Cutaneous Melanoma has an increasing incidence in the European Union, with an incidence rate of 13.0 cases per 100000 subjects and a 5-year prevalence of more than 300000 cases. It also displays a high mortality rate of 2.2/100000. Melanoma tumours shows a limited response to conventional therapies and exhibit remarkable heterogeneity in the disease course even in groups of patients with highly homogeneous clinicopathological characteristics. There is therefore an increasingly need for markers of cutaneous melanoma able to identify patients with increased risk of bad prognosis from patients with good prognosis. This, in order to provide the high risk group with differentiated therapeutic approaches and follow up and concomitantly avoiding side effects deriving from the unnecessary exposure to drug for the low risk group.
Having this focus, performing NGS sequence on laser capture microdissected tumour tissue, we found that genomic DNA methylation identifies patients with different prognosis within sub-stage IIIC as independent market. For instance, sorting the affected population by Long Interspersed Nucleotide Element-1 (LINE-1) sequence methylation status, we found that the percentage of survival drops to a median of 11.5 months in the hypermethylated group, with respect the hypomethylated group, in which the median percentage of survival is 31.9 months. Additionally, specific methylation profiles of other genes define survival expectancy of sub-stage IIIC melanoma patients. Hence, methylation markers are able to independently define prognosis of melanoma patients within the same sub-stage of disease.
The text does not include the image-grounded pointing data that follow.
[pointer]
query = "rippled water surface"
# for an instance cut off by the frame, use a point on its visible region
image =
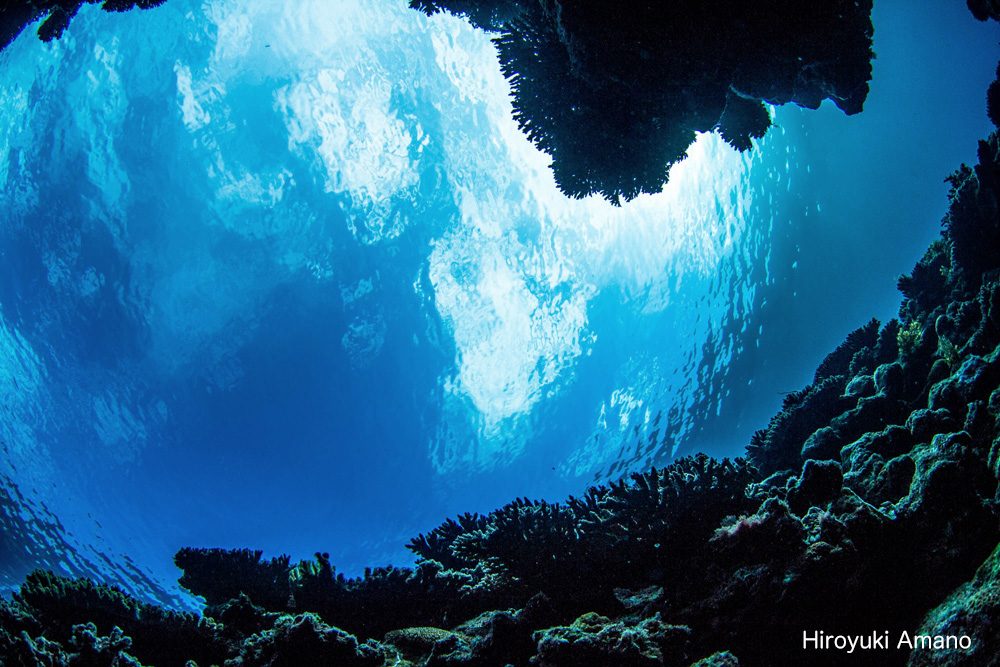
(287, 276)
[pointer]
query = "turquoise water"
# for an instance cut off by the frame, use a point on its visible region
(287, 276)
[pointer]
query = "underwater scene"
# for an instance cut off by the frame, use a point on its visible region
(530, 333)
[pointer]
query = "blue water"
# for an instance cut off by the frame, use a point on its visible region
(286, 276)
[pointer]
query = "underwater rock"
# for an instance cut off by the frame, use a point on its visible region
(306, 640)
(158, 636)
(219, 575)
(19, 13)
(722, 659)
(818, 485)
(615, 93)
(595, 641)
(973, 611)
(985, 9)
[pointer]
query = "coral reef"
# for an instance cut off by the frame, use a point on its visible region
(868, 507)
(615, 93)
(16, 14)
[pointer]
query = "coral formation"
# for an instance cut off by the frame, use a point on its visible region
(870, 503)
(57, 13)
(615, 94)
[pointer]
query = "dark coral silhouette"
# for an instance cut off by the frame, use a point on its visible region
(616, 92)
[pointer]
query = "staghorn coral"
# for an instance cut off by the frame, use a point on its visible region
(58, 13)
(158, 636)
(894, 529)
(305, 640)
(595, 641)
(219, 575)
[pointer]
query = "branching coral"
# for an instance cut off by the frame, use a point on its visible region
(219, 575)
(19, 13)
(158, 636)
(615, 93)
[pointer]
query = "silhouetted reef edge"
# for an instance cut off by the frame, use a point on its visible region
(868, 505)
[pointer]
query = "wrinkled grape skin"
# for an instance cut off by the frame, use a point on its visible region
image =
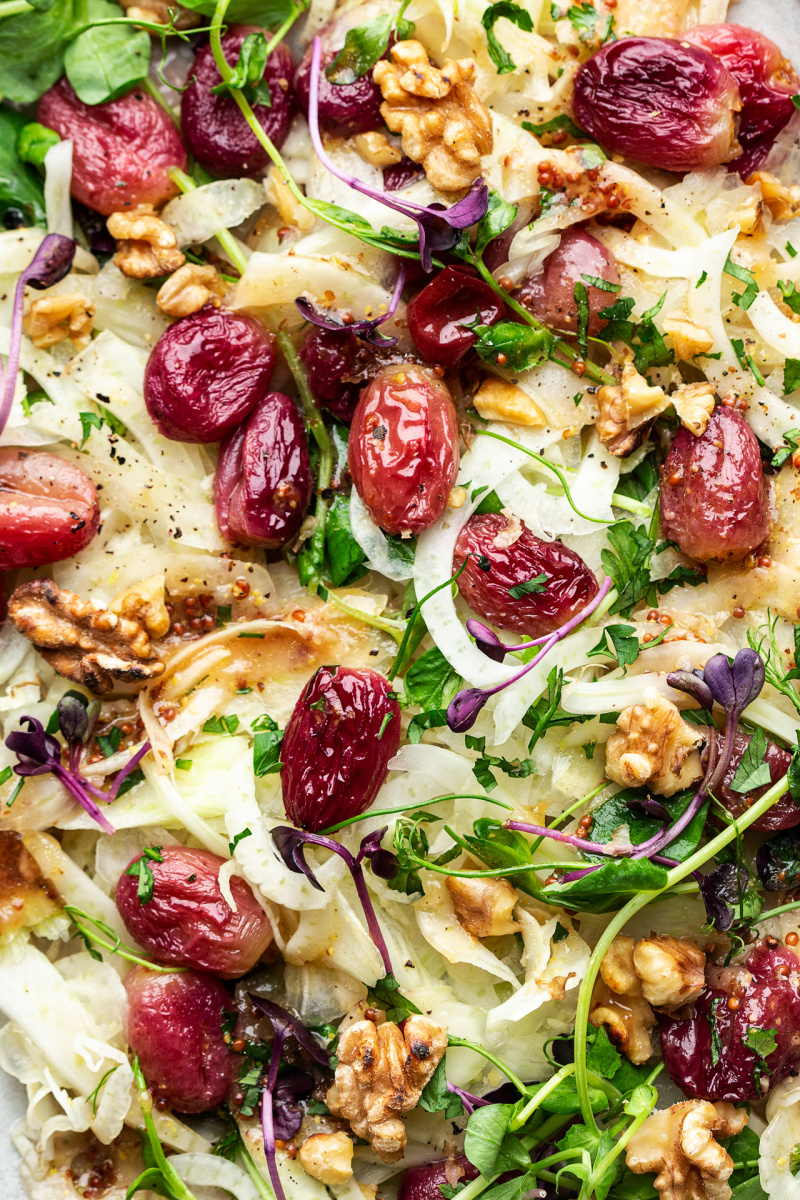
(403, 448)
(549, 295)
(206, 372)
(263, 483)
(438, 313)
(785, 814)
(175, 1027)
(48, 508)
(215, 129)
(657, 101)
(344, 109)
(570, 583)
(188, 921)
(714, 496)
(120, 150)
(334, 760)
(768, 1002)
(767, 83)
(422, 1182)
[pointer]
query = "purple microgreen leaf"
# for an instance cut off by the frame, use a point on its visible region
(692, 684)
(290, 845)
(50, 263)
(290, 1026)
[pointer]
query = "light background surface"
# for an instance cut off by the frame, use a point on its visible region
(777, 18)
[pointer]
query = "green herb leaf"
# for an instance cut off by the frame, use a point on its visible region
(513, 12)
(143, 871)
(752, 772)
(531, 587)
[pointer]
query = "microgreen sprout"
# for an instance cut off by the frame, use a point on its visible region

The prognostic value is maintained by methylation signatures composed of a limited number of genes (e.g., 17) and even by single selected genes.
Potential benefits can be sum up in the following list:
• Prognostic value, in term of survival forecast of affected subjects within the stage IIIC of the melanoma disease, is given by methylation signature of a panel of limited number of genes (17) and even by single selected ones.
• Far superior stability of DNA methylation markers in clinical samples as compared to RNA-based markers.
• Applicability to different types of biological samples, including archival FFPE tissues.
• High sensitivity of the assays.
• Potentially evaluable in serum/plasma to allow easy to run routine screenings.
• Robust technology (NGS based).
Current limitations regard: the required validation in a larger and independent sample of melanoma patients (at least 100 patients); potential applicability to liquid biopsy, in particular on circulating tumour cells (CTC) needs to be assessed; similarly, should be checked the possibility to use the tool as predictive outcome of immunotherapy in clinical trials.
Potential applications of the technology are as follows:
• Defining differentiated follow-up and therapeutic procedures according to the predicted prognosis/response to therapy of patients (increased efficiency of health care).
• Identifying patients candidates to personalized therapies (e.g., hypomethylating drugs, immunotherapies, targeted therapies).
• Improving staging of melanoma patients.
• Providing a strong parameter for the stratification and/or the randomization of patients included in clinical trials.
• Providing the basis for designing companion tests for new drugs.